Prevalence and correlates of comorbidity 8 years after a first psychotic episode

Acta Psychiatr Scand. 2007 Jul;116(1):62-70. doi: 10.1111/j.1600-0447.2006.00922.x.

Abstract

Objective: While rates and correlates of comorbidity have been investigated in the early course of psychosis, little is known about comorbidity in the medium-to-longer term or its relationship with outcome.

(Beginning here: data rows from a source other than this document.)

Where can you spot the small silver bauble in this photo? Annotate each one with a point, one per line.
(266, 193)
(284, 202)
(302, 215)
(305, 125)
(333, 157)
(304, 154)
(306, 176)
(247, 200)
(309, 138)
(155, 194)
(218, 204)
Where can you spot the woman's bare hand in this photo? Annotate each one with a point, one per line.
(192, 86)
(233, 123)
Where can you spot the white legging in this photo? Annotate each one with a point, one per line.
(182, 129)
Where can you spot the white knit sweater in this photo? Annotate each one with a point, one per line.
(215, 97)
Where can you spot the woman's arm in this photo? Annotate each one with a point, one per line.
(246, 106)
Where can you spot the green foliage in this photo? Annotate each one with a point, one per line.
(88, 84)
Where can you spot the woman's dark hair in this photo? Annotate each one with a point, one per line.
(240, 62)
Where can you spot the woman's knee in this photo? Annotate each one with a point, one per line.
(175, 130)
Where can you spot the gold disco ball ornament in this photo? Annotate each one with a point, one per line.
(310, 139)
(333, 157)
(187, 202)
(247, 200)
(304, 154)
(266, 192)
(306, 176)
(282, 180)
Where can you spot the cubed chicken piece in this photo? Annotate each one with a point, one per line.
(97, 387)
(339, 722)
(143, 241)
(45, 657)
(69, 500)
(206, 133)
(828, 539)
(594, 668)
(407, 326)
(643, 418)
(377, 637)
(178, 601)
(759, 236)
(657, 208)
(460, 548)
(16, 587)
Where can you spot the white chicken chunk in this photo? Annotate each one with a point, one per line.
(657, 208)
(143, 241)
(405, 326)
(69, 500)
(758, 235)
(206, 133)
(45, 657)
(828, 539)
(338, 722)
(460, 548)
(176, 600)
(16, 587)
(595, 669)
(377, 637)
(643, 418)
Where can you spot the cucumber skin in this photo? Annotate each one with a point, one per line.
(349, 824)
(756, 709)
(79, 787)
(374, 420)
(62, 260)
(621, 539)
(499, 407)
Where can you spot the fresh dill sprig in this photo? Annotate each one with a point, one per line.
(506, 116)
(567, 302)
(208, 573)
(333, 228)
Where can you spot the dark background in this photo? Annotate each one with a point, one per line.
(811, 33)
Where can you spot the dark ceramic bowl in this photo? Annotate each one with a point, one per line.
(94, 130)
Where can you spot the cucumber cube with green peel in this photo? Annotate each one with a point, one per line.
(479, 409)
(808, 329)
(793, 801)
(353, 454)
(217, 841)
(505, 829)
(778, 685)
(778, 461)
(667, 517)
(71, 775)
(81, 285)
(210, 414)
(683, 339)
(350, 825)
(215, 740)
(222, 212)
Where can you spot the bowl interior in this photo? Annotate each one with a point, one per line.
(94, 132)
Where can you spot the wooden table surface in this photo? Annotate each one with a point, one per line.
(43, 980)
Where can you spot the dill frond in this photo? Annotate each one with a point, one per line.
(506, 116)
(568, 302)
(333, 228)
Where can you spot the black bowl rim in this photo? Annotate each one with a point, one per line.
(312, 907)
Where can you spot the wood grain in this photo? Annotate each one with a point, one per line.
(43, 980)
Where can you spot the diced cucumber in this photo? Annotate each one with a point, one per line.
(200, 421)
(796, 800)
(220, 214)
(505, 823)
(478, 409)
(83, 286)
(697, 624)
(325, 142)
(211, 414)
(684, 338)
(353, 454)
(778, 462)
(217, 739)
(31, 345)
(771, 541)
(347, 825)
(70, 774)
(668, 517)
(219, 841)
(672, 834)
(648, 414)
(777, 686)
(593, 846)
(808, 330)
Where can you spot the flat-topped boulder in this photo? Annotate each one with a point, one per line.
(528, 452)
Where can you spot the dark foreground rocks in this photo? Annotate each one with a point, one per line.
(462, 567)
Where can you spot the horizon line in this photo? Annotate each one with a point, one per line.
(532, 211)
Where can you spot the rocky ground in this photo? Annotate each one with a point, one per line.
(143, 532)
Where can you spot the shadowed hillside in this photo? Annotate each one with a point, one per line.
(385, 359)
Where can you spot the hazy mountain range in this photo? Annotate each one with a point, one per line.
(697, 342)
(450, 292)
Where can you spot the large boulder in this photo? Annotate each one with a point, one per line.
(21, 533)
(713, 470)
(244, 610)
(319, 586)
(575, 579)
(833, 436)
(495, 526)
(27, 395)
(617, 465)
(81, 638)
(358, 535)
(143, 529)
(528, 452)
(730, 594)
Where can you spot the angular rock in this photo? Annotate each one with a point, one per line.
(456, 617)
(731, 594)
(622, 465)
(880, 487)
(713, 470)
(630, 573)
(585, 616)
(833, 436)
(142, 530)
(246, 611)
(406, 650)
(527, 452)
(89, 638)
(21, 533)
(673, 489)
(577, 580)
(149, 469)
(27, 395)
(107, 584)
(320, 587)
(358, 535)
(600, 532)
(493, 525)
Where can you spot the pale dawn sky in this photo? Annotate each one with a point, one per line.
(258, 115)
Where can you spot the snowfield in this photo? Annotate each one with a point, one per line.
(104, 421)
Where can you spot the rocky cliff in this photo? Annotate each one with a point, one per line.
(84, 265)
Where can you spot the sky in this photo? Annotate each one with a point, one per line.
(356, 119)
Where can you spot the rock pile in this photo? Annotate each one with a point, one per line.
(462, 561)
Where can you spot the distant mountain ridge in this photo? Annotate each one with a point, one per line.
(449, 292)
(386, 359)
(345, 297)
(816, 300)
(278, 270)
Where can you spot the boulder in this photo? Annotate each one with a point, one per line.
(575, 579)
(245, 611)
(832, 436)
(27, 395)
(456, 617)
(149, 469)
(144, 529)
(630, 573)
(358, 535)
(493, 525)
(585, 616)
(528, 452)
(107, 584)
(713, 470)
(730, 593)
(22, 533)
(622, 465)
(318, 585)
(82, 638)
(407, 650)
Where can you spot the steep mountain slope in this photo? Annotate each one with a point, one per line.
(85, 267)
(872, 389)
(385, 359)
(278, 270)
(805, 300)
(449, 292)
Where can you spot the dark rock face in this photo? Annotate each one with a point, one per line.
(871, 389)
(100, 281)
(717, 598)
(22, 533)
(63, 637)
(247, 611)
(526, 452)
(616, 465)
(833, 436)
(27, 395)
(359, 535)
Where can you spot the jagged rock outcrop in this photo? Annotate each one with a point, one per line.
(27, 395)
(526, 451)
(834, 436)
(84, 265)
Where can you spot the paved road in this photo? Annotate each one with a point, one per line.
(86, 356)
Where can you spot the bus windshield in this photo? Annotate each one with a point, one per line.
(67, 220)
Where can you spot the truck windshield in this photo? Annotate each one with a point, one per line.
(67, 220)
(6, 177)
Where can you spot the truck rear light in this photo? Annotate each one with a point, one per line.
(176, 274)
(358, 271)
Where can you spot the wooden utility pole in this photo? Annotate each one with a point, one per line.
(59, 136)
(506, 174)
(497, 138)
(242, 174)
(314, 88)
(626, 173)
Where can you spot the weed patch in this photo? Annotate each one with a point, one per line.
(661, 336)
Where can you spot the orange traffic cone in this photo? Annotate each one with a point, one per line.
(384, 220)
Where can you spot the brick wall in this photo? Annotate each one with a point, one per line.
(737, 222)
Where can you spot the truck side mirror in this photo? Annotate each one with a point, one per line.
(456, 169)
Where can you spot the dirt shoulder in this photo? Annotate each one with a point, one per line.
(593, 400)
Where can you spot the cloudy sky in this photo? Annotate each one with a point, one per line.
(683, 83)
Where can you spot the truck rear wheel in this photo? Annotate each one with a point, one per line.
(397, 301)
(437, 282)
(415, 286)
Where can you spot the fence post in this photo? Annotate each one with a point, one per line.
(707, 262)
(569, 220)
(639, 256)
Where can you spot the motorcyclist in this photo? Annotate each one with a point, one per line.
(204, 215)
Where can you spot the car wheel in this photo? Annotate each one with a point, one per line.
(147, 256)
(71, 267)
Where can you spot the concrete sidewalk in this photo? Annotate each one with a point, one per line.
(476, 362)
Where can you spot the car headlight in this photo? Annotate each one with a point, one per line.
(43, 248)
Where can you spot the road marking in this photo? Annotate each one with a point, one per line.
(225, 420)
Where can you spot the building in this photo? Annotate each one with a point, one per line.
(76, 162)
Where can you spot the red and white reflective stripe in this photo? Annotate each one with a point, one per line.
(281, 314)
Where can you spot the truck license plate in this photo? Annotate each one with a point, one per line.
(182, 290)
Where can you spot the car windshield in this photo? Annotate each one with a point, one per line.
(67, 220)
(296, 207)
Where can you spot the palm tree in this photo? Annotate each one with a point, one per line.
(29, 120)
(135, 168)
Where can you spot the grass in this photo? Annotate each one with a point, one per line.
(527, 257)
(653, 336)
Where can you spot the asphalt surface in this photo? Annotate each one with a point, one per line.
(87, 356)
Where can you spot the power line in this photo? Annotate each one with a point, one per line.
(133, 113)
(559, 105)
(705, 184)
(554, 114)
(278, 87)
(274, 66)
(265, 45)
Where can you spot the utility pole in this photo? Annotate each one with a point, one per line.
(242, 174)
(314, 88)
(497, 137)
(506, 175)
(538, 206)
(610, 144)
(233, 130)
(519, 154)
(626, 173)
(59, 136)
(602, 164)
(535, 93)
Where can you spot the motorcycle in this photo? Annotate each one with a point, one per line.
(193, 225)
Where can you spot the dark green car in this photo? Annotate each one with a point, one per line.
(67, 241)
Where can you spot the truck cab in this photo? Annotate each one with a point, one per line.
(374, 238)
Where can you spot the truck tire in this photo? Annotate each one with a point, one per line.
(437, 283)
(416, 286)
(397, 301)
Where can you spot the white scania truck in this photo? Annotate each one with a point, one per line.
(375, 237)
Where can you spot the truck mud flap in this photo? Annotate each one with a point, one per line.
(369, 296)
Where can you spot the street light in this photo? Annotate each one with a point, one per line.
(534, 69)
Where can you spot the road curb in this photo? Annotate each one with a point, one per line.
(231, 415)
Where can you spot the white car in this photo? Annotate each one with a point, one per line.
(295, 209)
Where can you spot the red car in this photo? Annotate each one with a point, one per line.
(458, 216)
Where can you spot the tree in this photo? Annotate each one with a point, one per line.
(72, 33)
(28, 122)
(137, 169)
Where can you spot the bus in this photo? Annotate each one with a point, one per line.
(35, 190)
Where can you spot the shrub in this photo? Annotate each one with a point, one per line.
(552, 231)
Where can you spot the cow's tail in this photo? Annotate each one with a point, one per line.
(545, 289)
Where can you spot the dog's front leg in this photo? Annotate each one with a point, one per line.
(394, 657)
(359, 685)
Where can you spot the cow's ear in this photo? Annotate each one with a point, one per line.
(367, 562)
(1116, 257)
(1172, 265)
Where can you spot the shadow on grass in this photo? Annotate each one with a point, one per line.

Method: A total of 182 first-episode psychosis (FEP) patients who met DSM-IV criteria for a current psychotic disorder 8 years after index presentation were grouped according to concurrent comorbidity [no concurrent axis I disorder; concurrent substance use disorder (SUD); other concurrent axis I disorder; concurrent SUD and other axis I disorder]. Outcomes were compared between groups controlling for relevant covariates.

Results: As much as 39% met criteria for one or more concurrent axis 1 diagnoses. Comorbidity was associated with greater severity of general psychopathology, but not with measures of functioning, treatment or negative symptoms.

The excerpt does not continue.